Distant relative at Okinawa. He would not talk about it.
Accurate battle representation would not be the point of a surrealist gonzo war novel, more like Heller meets Vonnegut on LSD.
Circa 1982, during high school and not long before a stay at Camp Pendleton, I read
With the Old Breed by Eugene Sledge. This book still comes to mind from time to time. Really enjoyed it.
There are more than a few vets on these boards. Some vets talk, some don't.
The key to getting my grandfather (USA) to talk about WWII was to get him in the same room with his brothers (USN and Special), and away from others. Grandpa talked mostly about the war from his and his squad's point of view. He didn't talk much about "the 7th Army did this" and "the 5th Panzer Division did that", he talked about personal things. One was how his squad came upon an abandoned rail car full of down (feathers). They were so tired, they didn't care that Germans were a stones throw away. They jumped on top and sank in the down as they slept.

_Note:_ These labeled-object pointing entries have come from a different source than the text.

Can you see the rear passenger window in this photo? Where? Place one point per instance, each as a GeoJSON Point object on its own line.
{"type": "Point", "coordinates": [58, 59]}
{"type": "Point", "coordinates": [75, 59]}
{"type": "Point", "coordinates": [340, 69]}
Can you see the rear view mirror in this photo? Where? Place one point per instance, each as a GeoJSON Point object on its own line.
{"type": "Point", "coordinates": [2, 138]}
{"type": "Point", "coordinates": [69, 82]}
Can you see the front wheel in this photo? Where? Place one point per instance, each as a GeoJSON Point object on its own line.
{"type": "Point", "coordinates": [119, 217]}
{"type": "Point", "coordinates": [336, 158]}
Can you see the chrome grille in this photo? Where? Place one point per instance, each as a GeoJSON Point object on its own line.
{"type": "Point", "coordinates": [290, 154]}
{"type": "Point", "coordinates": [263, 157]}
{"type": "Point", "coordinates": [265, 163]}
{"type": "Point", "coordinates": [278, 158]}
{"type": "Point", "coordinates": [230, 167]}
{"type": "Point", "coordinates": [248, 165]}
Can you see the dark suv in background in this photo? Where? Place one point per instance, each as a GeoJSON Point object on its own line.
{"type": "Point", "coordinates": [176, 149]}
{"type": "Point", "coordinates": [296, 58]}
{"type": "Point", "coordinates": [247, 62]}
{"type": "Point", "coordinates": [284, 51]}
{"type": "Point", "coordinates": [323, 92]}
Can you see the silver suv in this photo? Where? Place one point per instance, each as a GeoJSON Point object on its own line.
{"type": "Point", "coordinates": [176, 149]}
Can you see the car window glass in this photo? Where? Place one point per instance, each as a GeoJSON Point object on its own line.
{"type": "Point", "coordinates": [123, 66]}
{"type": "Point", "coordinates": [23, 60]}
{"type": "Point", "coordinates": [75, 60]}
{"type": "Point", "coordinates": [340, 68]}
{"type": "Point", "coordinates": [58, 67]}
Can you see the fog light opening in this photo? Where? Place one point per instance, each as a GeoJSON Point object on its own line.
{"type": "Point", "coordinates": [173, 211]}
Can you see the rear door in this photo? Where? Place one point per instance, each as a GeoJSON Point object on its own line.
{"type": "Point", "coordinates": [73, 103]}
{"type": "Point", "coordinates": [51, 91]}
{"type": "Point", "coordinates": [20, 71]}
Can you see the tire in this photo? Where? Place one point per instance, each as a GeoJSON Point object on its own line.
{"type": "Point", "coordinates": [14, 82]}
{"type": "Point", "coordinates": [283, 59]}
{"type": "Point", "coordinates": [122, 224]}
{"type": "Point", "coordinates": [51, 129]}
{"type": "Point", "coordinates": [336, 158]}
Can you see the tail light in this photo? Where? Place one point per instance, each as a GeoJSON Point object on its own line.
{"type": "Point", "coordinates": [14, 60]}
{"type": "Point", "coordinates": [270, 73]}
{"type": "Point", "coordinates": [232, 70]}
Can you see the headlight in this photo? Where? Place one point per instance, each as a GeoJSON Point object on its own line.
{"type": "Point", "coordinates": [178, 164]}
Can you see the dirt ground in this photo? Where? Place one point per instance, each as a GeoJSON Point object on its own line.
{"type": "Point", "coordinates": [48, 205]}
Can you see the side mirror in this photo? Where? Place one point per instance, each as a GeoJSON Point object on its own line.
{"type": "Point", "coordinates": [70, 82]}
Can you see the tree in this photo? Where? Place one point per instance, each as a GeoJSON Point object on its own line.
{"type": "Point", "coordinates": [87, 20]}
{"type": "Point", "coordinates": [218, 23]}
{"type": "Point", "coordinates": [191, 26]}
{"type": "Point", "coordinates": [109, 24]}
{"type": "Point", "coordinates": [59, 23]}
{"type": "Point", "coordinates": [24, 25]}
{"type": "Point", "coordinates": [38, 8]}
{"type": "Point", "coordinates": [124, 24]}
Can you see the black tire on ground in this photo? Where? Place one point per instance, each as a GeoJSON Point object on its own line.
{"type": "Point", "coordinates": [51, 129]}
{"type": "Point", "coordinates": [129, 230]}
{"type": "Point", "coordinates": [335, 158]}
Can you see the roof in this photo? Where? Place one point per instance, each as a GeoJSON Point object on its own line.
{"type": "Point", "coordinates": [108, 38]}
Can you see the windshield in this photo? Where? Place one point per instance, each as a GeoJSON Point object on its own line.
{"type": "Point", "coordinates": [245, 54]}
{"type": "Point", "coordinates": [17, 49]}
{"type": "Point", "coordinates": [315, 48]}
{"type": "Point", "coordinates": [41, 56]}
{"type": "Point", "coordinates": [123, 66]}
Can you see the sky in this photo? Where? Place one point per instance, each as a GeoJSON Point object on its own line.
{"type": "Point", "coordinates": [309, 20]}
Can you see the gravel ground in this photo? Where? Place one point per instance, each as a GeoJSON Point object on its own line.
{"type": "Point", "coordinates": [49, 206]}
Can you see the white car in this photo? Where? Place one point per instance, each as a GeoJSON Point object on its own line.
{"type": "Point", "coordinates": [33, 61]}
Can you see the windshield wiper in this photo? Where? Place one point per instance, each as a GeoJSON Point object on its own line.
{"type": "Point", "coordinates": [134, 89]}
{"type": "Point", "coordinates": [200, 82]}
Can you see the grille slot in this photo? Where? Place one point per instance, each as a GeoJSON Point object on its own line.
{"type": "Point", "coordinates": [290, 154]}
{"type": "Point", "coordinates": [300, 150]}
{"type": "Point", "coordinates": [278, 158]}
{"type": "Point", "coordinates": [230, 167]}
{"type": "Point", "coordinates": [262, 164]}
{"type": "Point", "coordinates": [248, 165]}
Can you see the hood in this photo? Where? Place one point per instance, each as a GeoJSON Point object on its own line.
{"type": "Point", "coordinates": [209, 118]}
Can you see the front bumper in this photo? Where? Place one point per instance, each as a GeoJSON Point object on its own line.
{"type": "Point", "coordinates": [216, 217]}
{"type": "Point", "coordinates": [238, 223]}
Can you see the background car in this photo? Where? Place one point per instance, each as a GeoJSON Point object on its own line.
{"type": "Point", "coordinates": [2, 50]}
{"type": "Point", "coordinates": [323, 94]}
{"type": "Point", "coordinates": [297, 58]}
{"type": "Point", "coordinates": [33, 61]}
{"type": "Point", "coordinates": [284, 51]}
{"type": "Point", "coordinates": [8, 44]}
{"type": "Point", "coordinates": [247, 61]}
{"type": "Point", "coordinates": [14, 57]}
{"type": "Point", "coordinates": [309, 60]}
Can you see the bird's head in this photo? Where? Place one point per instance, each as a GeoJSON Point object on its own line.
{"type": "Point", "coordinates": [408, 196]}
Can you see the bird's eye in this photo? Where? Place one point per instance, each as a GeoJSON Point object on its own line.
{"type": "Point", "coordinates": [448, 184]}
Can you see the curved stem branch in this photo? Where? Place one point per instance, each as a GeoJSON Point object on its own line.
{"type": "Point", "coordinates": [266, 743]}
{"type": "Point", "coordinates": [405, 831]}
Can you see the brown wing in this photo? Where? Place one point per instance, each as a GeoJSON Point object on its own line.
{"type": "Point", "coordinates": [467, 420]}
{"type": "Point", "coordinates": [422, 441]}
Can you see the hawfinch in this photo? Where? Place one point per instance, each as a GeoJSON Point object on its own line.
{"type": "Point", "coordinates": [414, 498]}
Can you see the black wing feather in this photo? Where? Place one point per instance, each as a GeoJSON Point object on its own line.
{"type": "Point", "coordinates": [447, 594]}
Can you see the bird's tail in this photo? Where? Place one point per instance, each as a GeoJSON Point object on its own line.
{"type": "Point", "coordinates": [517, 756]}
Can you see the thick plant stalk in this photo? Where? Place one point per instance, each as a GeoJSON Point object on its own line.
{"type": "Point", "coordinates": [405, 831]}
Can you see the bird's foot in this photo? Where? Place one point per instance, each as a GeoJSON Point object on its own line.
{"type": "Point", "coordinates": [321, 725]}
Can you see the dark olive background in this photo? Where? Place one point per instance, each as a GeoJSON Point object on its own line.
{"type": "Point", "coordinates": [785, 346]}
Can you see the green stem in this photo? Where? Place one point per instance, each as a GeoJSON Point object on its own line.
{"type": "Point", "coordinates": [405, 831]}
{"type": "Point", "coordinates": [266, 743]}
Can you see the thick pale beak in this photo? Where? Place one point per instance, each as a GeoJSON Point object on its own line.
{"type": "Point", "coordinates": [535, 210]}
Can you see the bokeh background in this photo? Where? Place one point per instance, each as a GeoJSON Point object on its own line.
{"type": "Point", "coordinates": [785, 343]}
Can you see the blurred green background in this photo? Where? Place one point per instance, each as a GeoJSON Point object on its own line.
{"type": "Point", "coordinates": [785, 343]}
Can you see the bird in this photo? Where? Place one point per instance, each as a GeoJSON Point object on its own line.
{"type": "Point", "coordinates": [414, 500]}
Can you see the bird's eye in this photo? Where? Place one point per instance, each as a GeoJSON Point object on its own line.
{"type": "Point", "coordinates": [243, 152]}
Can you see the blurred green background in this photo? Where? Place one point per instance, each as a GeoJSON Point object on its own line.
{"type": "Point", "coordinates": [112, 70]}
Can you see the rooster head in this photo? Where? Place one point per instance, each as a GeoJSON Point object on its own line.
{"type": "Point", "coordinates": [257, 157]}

Related to European Theater vs Pacific Theater, here is a personal experience about the relationship between the two theaters Grandpa and his brothers laughed about when they got together.

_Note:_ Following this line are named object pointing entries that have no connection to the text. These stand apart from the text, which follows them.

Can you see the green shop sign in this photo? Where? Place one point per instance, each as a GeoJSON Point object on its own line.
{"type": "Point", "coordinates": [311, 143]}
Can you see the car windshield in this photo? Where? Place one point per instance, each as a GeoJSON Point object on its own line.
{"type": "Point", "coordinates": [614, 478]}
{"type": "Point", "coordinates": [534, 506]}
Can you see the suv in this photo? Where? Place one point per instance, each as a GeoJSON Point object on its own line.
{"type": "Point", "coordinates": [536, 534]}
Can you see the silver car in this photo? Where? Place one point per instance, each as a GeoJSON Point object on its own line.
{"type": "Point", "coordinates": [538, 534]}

Grandpa was regular army, enlisting when he was about to turn 15 (not many computer data bases to check in the 1930's, and he never admitted to his correct birth year). He saw a great deal of battle and received a commission. He fought in North Africa, went up into Italy, was shipped to England, then, set foot in France and headed for Berlin. His squad liberated POW camps, work camps, etc... Not long before the Russians entered Berlin, and immediately after he received a minor wound from a GSW, his unit was sent back to its hometown, for two weeks, to gather more troops and supplies before heading to Japan. While home he met his brother at a bar. He hadn't seen his brother in six years. Grandpa told his brother he was scared to go to Japan. He said he could deal with blizzards, forging cold rivers, and could *take care of* Krauts all day long, but Bonsais and Samurai swords scared him to death. His brother kept trying to reassure him that everything was going to be ok. His brother, a civilian, had no standing in my grandfather's eyes. They parted. What his brother couldn't tell him was he (the brother) was the head machinist for the Manhattan Project (TN). After dealing with the extraction of the Uranium, he continued working on the project. The brother was only able to steal two days to come home, during which time he had the chance meeting with my grandfather at the bar. A few days after the meeting at the bar, the brother was heading to the Pacific Theater with the bombs. The bombs were deployed before Grandpa got near Japan, but he still had to do some "clean up and policing", as he called it.
Anyway, even with all the battle my grandfather saw in Europe and Africa, the reputation of the Pacific Theater affected Grandpa.
Grandpa retired as a Major and was a successful business man.